Of course, the comparison is a cheap one. Field of Light, a sprawling installation by British artist Bruce Munro, is tacky public art, the grace of its flickering lights undercut by shoddy execution. The tiny orbs are poised atop fiber-optic stems that meet the ground in a dense, ungainly tangle. The effect fails to evoke the glowing sprites of Princess Mononoke, reminding me instead of a Temu-decorated, bisexual-mood-lit dorm room. The nominative pretensions of the venue, Freedom Plaza, inspire derision, as does its natalist owner, billionaire Stefan Soloviev, who at just forty-nine has fathered twenty-plus offspring. Of the immensely lucrative holdings he inherited from his late father, Sheldon Solow, none has captured his attention as much as this six-acre waterfront property—one of the largest undeveloped parcels in Manhattan.

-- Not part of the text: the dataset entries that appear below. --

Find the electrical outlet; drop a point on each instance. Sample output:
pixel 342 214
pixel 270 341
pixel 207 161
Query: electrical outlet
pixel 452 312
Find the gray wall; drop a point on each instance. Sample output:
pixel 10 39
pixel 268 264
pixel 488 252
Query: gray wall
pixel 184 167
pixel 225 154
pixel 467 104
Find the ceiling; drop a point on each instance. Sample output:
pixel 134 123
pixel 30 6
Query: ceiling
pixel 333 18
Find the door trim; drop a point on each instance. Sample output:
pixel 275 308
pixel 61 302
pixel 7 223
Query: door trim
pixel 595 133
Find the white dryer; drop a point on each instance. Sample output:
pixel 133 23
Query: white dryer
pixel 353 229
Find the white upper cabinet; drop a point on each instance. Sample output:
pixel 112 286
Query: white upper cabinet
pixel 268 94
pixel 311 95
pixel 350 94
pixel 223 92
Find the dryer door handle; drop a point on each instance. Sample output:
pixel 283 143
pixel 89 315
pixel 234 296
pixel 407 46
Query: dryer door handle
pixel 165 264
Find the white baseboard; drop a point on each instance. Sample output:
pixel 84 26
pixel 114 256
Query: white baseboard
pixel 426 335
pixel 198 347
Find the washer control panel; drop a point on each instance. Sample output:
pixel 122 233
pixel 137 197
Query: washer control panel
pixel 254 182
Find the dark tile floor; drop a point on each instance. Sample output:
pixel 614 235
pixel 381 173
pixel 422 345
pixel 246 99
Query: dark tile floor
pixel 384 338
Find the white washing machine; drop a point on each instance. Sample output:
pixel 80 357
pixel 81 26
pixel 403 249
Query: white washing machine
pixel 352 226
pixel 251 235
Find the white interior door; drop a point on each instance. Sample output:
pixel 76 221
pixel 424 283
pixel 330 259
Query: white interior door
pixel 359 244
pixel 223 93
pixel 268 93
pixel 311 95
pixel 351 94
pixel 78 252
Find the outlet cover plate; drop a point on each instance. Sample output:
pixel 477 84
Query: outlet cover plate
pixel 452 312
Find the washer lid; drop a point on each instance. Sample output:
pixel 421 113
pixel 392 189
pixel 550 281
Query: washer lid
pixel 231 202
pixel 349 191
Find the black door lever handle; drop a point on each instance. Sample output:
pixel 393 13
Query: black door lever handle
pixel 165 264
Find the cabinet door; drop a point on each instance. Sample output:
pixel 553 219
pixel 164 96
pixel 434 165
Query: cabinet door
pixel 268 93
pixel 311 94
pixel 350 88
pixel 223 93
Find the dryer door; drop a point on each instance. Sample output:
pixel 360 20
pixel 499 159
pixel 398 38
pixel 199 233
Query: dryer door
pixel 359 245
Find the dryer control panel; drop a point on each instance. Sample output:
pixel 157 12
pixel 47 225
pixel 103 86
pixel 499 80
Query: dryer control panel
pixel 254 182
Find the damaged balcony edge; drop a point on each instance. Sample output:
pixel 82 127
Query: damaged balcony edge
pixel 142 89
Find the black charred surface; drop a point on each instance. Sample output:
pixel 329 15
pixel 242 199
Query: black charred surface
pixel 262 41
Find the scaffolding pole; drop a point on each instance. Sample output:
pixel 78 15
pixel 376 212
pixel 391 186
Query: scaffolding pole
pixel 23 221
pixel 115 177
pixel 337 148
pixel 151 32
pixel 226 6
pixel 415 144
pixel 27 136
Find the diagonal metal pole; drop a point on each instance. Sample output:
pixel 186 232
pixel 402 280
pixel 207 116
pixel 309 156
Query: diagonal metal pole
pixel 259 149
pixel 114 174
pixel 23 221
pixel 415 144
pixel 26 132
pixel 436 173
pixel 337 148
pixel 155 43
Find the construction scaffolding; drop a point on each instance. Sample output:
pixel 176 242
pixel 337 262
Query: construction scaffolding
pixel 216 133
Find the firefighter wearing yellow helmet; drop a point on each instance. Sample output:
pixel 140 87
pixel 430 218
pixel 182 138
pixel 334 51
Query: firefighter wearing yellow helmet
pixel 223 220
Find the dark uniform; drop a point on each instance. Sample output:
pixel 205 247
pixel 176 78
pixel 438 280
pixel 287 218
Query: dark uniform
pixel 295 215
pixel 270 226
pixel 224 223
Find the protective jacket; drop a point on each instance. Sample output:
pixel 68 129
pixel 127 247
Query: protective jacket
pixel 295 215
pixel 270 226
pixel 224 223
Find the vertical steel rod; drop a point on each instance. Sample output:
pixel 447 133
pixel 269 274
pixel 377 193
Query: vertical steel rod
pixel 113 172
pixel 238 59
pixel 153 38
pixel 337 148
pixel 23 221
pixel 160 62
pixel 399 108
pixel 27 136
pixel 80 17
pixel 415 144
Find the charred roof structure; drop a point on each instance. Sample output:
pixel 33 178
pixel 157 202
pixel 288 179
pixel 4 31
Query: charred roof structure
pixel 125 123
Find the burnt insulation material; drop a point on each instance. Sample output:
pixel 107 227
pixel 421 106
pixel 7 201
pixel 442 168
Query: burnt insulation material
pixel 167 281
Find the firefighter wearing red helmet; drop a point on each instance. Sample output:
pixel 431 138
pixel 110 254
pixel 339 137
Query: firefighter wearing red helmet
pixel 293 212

The toxicity of the ground here (the area beneath the soil was formerly used for petroleum storage) successfully thwarted development until the Soloviev Group sunk $100 million into its remediation. In February, Soloviev revealed plans to transform the site into a mixed use complex with residential towers, including some 500 “affordable” units; offices; shops; restaurants; green space; a Museum of Freedom and Democracy, whose epithet threatens to tip into autocritique; and a casino. This last feature underpins the entire project, which was dreamed up with characteristically misplaced exuberance by Bjarke Ingels Group. The New York State Gaming Commission plans to award up to three permits for downstate casinos in 2025, with eleven major real estate entities vying for the bid. Two permits are expected to green-light the expansion of preexisting slot parlors adjacent to the Yonkers and Aqueduct racetracks, but the third is unaccounted for. Soloviev’s tactic is subtlety: His property manager told New York Magazine that he did away with an original Ferris wheel idea in favor of burying the casino below grade.

The same putative forbearance is at work at Field of Light. This gigantic Lite-Brite was funded by the Soloviev Foundation, whose origins as a tax dodge for the family’s extensive art collection are the stuff of New York lore. (The “public” gallery at the base of the Soloviev Group’s swanky West 57th Street headquarters is inaccessible in all but name.) If given the choice between this ersatz pastoralism and the wanton artificiality of Times Square, where Jay-Z and Caesars Palace hope to build their own casino, I’d choose the latter every time.